La Venexiana, Claudio Cavina
208:44 (3 CDs in a card triptych)
Claudio Cavina’s La Venexiana has hit on a good way of presenting the Selva morale e spirituale, Monteverdi’s late collection of music (largely) for the church, which they seem to have recorded way back in 2005, in the week-long festival of Church Music in Cuenca in Spain, but have only released in this form this year.
The music is divided between three CDs, the first two cast in the form of extended settings of Vespers and the third as a Missa Solemnis. This enables them to use almost all the religious music in the great compendium. I say ‘almost’ advisedly. For example, the seven-voice Gloria is substituted for that in the Missa for four voices, and the Credo has the fuller scored Crucifixus, Et Resurrexit and Et iterum substituted for those parts. The third Confitebor finds a place as the Offertorium in this third CD and Memento Domine David (Psalm CXXXI – 132 in the Coverdale scheme) is squeezed in as a kind of Post Communion, with a couple of Marian pieces – the extended Salve Regina – Audi cœlum verba mea and then the Pianto della Madonna doing duty for the Angelic salutation at the end of mass. There is no space for two of the hymns or Ab æterno but everything else religious is there in the three CDs that total 210 minutes.

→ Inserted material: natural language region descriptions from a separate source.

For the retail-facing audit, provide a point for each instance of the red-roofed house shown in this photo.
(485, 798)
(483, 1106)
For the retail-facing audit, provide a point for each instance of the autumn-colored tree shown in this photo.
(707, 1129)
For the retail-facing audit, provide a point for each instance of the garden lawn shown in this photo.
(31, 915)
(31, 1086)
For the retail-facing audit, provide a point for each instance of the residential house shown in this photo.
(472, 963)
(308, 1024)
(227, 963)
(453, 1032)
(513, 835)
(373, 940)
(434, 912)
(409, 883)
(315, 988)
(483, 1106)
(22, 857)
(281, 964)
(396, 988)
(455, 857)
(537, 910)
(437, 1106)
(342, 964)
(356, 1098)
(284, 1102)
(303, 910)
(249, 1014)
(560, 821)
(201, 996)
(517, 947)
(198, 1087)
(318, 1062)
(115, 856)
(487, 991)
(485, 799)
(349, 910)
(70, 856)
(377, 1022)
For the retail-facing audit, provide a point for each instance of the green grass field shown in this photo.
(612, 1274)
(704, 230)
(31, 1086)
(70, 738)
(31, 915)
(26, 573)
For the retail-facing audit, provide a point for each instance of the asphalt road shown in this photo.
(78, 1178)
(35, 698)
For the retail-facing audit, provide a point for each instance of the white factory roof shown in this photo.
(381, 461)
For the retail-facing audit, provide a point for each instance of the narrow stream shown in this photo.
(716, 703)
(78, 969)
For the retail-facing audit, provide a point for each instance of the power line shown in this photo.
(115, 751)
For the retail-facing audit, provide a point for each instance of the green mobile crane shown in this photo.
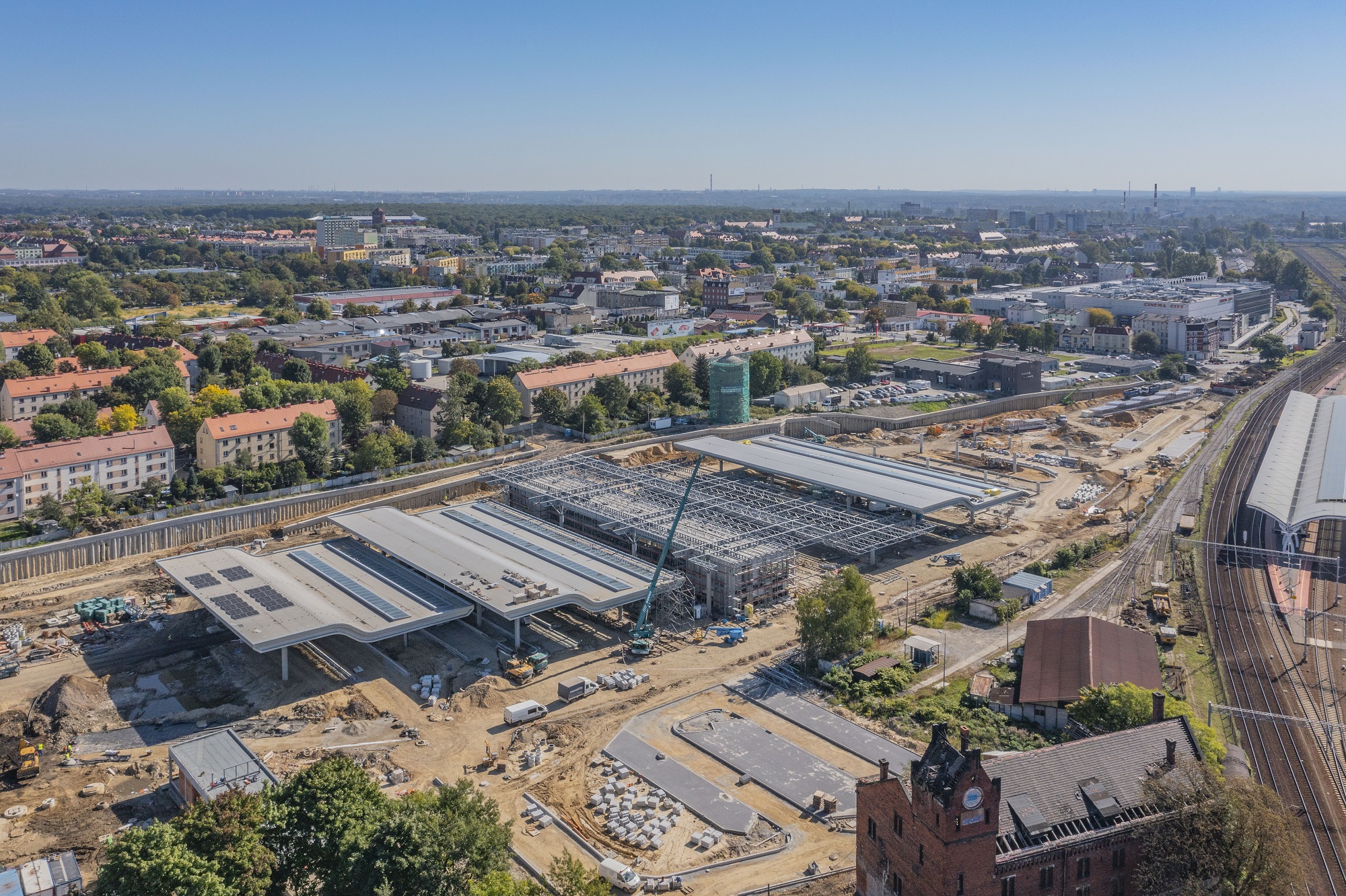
(643, 634)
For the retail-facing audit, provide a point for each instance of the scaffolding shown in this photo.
(738, 540)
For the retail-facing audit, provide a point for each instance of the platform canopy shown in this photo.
(511, 563)
(297, 595)
(1304, 474)
(896, 484)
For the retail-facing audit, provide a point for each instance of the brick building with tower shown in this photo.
(1061, 820)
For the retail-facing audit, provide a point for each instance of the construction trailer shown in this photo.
(738, 542)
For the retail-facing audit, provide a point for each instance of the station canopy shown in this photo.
(339, 587)
(1304, 474)
(508, 562)
(919, 490)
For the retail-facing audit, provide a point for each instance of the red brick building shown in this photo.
(1061, 820)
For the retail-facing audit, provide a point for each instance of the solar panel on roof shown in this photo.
(270, 598)
(352, 587)
(396, 575)
(234, 606)
(538, 551)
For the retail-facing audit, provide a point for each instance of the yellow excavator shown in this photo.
(28, 761)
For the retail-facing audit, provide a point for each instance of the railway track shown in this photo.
(1256, 661)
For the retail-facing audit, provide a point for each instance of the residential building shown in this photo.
(264, 434)
(17, 340)
(1016, 824)
(722, 293)
(1067, 655)
(577, 381)
(122, 462)
(795, 346)
(386, 299)
(40, 254)
(415, 412)
(29, 396)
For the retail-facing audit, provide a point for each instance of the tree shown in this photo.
(765, 373)
(125, 419)
(1270, 348)
(441, 842)
(297, 371)
(384, 404)
(320, 310)
(325, 817)
(614, 395)
(1146, 344)
(571, 878)
(503, 402)
(309, 437)
(37, 359)
(680, 384)
(1236, 835)
(52, 427)
(227, 832)
(88, 500)
(975, 582)
(702, 376)
(375, 453)
(157, 862)
(966, 330)
(550, 406)
(859, 363)
(837, 617)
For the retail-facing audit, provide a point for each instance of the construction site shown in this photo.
(601, 640)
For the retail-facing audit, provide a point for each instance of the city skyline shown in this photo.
(600, 96)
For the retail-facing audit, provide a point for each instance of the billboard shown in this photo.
(663, 329)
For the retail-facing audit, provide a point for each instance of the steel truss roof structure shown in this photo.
(728, 517)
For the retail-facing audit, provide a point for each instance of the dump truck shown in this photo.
(28, 761)
(575, 688)
(523, 712)
(1160, 601)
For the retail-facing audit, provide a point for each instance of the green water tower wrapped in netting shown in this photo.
(729, 391)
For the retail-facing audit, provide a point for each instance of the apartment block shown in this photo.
(264, 434)
(120, 462)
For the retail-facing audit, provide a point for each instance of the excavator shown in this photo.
(643, 634)
(28, 761)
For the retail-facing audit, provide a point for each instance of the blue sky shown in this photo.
(519, 96)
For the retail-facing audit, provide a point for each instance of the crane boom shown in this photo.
(641, 630)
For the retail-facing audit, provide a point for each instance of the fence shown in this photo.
(833, 424)
(165, 535)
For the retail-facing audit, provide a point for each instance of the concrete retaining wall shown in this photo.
(189, 532)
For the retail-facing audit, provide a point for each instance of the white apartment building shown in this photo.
(120, 462)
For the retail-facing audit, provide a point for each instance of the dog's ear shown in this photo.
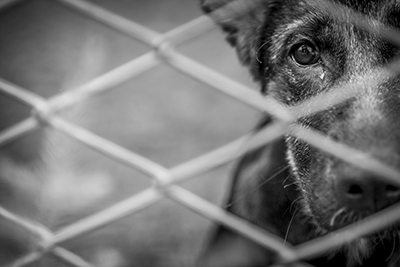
(243, 22)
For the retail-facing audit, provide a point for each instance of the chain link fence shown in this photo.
(166, 180)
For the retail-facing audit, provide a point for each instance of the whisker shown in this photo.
(279, 171)
(290, 224)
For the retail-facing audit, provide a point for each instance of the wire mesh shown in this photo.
(166, 186)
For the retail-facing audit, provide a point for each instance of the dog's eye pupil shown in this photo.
(305, 54)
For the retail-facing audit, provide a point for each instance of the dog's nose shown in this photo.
(365, 193)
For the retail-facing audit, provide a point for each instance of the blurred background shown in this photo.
(161, 114)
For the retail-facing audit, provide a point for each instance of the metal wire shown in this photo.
(162, 45)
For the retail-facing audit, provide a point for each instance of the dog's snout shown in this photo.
(365, 193)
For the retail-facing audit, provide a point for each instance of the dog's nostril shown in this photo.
(392, 191)
(355, 191)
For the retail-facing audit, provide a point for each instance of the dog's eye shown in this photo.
(305, 54)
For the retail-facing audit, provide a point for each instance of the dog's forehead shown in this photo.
(384, 11)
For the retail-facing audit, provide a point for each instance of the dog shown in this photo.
(295, 49)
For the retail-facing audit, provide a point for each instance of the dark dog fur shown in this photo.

La Venexiana in those days comprised three soprani and an alto (Cavina) with two tenori and two bassi, with SAATTB ripieni; two violini, four tromboni, violone, organ and two chitarroni complete the band.
Like Monteverdi’s better-known 1610 publication, the later collection exhibits Monteverdi’s dazzling ability to write in a wide variety of styles, to use parody techniques, and to provide music for virtually every kind of occasion. Selva is less coherent as a collection than 1610, but Cavina’s shaping of the material shows how versatile and useful his late assemblage proves to be. For the most part, his ‘scoring’ is exemplary, even if some of the voices – especially the soprani, with a pretty dramatic and so at times rather vibrato-laden tone – are probably not what everyone would choose 14 years later. If you were brought up – as I was – on Andrew Parrott’s Reflex/EMI recording of some of the Selva material in Vespers format with Emma Kirkby singing, nothing will quite replace the clarity and vivacity of that ground-breaking 1980s disc.
The performances, with a good deal of vocal OVPP singing, are stylish, if slightly dated. The broken voices blend well, and balance – including contrasts between florid solo singing and more substantial homophonic writing – are carefully worked out and executed. It is good to have (almost) the whole of the Selva available in a coherent form – I have reviewed other partial collections in the past few years – but this doesn’t quite set me on fire as I had hoped.
Partly it is the acoustic, which make much of the music sound too distant or just a bit foggy – it may well reflect the reality of Venice in the 1630s and 40s, but it is nowhere near as good as the continuing series of Schütz, for example, published by Carus to coincide with their new complete edition. Partly it is the feeling of sameness, which characterises the very different styles. Seconda prattica and various older styles rub shoulders and I was expecting a greater degree of differentiation.
But with these small reservations, I welcome this undertaking. I just wish that Andrew Parrott would gather today’s equivalent of his 1980s, and give us the rest!